Tuesday, September 2, 2025

Prefabrication experiments - 478 - From Citroën to Citrohan

 

Inspired by principles ingrained in a mass production business model fostered by Henry Ford in the early 20th century, motorized vehicle production was centralized around single corporations. Automobile producers set their sights on domestic internal markets before endeavoring to expand internationally and long before partnering with the competition to share knowledge and platforms became the norm. Ford, FIAT, Mercedez-Benz, Skoda, and Peugeot all began producing cars nationally and inspired a revolution in the marketing of consumer goods. 

 

Car production was equally fundamental in pushing toward revolutionary changes in building construction and in architectural design.
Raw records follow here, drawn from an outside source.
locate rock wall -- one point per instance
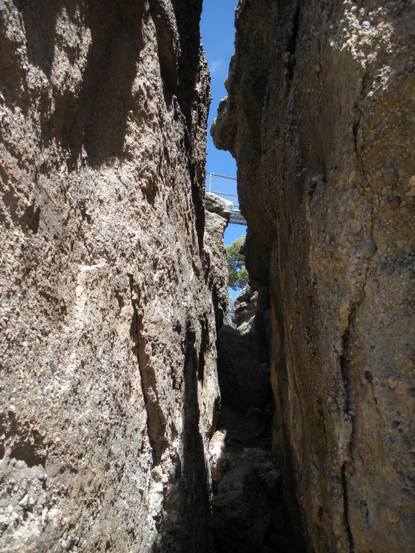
(108, 388)
(320, 118)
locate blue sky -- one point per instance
(218, 33)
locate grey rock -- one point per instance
(338, 313)
(216, 204)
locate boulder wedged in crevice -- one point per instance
(319, 117)
(248, 511)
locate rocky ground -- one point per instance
(248, 511)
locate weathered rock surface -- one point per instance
(216, 204)
(320, 117)
(108, 386)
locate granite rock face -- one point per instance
(320, 118)
(108, 387)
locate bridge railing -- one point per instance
(223, 186)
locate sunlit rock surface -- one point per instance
(108, 388)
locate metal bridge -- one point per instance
(212, 185)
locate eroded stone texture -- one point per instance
(320, 118)
(108, 357)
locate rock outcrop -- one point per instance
(320, 118)
(108, 392)
(248, 513)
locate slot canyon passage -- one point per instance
(139, 411)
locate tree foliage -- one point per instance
(238, 275)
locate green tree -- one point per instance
(238, 275)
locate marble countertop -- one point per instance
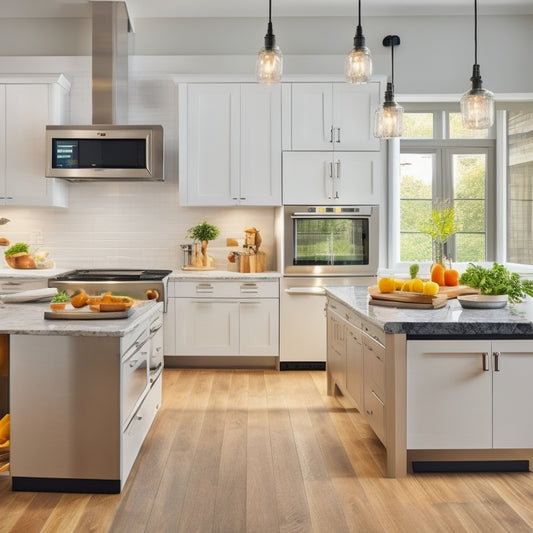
(28, 319)
(190, 275)
(514, 320)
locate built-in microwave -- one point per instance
(331, 240)
(104, 152)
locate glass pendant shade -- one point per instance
(477, 104)
(269, 65)
(388, 121)
(358, 65)
(477, 109)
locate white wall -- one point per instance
(142, 224)
(135, 225)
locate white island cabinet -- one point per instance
(445, 390)
(81, 405)
(27, 105)
(469, 394)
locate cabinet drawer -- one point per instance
(137, 429)
(224, 289)
(375, 415)
(346, 313)
(374, 367)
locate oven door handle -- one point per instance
(306, 290)
(327, 215)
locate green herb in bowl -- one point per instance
(496, 281)
(59, 301)
(17, 248)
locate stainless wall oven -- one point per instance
(331, 240)
(323, 246)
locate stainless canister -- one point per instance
(187, 254)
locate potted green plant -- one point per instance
(203, 233)
(440, 228)
(497, 281)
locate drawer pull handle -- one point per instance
(485, 357)
(496, 361)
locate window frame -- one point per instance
(444, 149)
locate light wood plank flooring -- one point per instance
(265, 451)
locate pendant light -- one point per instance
(477, 105)
(269, 65)
(358, 62)
(389, 117)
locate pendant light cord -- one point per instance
(475, 32)
(392, 64)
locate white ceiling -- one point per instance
(259, 8)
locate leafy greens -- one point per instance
(497, 280)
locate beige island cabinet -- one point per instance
(444, 390)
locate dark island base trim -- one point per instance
(469, 466)
(302, 365)
(43, 484)
(465, 337)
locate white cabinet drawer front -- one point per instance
(225, 289)
(138, 428)
(259, 327)
(448, 395)
(207, 327)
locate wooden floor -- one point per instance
(266, 451)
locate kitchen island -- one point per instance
(444, 389)
(83, 394)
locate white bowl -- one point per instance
(483, 301)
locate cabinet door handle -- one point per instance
(329, 184)
(496, 361)
(485, 357)
(204, 287)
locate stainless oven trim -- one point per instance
(293, 211)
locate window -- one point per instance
(520, 187)
(441, 163)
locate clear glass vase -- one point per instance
(439, 254)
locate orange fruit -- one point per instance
(451, 277)
(386, 285)
(431, 288)
(417, 285)
(406, 287)
(437, 274)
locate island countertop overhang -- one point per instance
(512, 321)
(28, 319)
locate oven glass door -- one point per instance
(326, 240)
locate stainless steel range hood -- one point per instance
(106, 150)
(110, 62)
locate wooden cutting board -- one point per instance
(417, 300)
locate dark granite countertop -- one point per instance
(514, 320)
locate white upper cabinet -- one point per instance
(230, 144)
(332, 178)
(330, 116)
(26, 108)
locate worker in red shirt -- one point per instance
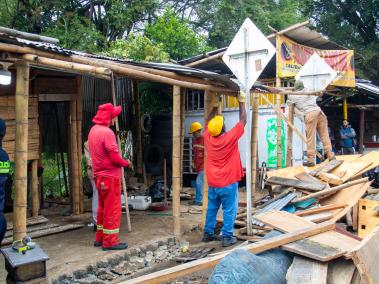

Seriality, flow production, piece or modular standardization, and mass-produced components all became underlying principles of modern architecture. Citroën in France began producing automobiles in 1919 in the same era that Le Corbusier was quickly becoming an iconic figure arguing for new mechanization methods to facilitate the serial fabrication of quality housing. 

 

His prototype for the Citrohan house employed his Five Points of a New Architecture as the basis of democratizing innovatively designed and produced dwellings. These three-floor prismatic units included a double-height living space that would become synonymous with some of the architect's famous proposals and was inspired by the architect’s fascination with painters' studios.

 

The whitewashed exteriors covered a traditional masonry unit construction system supported by the flat slab DOMINOpresented as an open construction platform. Based on François Hennebique's patents, reinforced concrete made it possible to build fireproof structures with open plans and non-bearing façades by replacing them with slender columns and thin slabs spanning 5-6 meters. 

 

Initiating a flexible approach to architectural planning, DOMINO could be infilled with any layout in plan and with large expanses of glass in elevation, replacing common openings. Le Corbusier's vision of brand equity with Citroën sustained and propelled the theoretical relationship between car manufacturing and building production. While this comparison is still evoked to showcase prefab’s potential, Citrohan succeeded in integrating architectural folklore but only marginally succeeded in mass producing architecture.